Priya Desai: Ambition, I think, is a central theme to the feature. What I found interesting, there's a quote from CAA Co-founder Michael Ovitz. He says we don't represent athletes. That he considered that more lightweight stuff, which I found surprising considering what CAA is now. They rep Derek Jeter and Peyton Manning, but was being an athlete in the ’90s not considered lucrative outside of their league contracts?

Richard Hoffer: I don't believe it was. I think they date the birth of sports celebrities Mark McCormick and Arnold Palmer, which would have been some years before then, But nobody had really capitalized on their fame or accomplishments or achievements or celebrity up to that point. I mean, now everybody has their own billboard, back then that was that was kind of new. I don't think athletes were I don't want to say appreciated, but they were certainly not exploited or deployed the way they are now. So the idea that you could milk some money out of Magic Johnson, I think was kind of new.

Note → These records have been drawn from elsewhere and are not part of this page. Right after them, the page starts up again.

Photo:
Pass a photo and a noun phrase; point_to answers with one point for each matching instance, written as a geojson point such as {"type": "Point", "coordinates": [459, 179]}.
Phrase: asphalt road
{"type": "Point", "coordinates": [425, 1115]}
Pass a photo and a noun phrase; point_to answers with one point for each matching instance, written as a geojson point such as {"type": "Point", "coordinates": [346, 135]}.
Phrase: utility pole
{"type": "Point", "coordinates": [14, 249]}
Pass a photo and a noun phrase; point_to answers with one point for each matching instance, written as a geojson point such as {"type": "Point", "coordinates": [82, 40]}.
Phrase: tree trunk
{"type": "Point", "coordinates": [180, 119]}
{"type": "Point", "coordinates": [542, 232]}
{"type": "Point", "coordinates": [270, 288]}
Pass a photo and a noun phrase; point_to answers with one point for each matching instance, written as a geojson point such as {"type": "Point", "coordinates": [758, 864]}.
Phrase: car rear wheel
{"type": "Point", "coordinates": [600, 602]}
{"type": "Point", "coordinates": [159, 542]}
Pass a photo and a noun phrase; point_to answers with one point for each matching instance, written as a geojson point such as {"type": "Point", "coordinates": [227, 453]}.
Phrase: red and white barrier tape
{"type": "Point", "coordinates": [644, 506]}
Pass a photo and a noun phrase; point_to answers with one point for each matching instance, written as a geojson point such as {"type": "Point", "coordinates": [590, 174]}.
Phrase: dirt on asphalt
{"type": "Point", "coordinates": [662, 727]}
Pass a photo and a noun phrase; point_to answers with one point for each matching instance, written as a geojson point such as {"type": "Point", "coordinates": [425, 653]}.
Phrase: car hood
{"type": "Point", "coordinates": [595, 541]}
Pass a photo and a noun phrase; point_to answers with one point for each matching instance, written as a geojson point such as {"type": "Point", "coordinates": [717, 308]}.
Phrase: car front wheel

PD: Did you approach the feature knowing that you weren't really going to discuss a lot of his on court career and really talking more about his desires to become this business mogul?

RH: I think that was the pitch right from the get go. I mean, Magic is agreeable to anything. If I want to talk about basketball, we could have done that story, too. But I think he was especially eager to reveal this side of his life, of his career. Most athletes, especially superstars, at some point are eager to show they're more than just their triple doubles and, if you get him on something like his business career, his aspirations and ambitions, I think he was fired up to tackle that angle.

PD: Did he want to accomplish wealth as opposed to fame and riches? Was it this idea of wealth and the power that's connected to it?

RH: I don't think it was about money for him, although I don't think he minded the money. I just think he wanted to be the sort of a pillar in the community. I think he had this notion of himself as someone, you know, important and looked up to and respected, and I think that was the motivation for most of this. He's enjoys the fame. I mean, nobody enjoyed it more than Magic, but I really do believe that he just wanted to be this kind of a mover and shaker.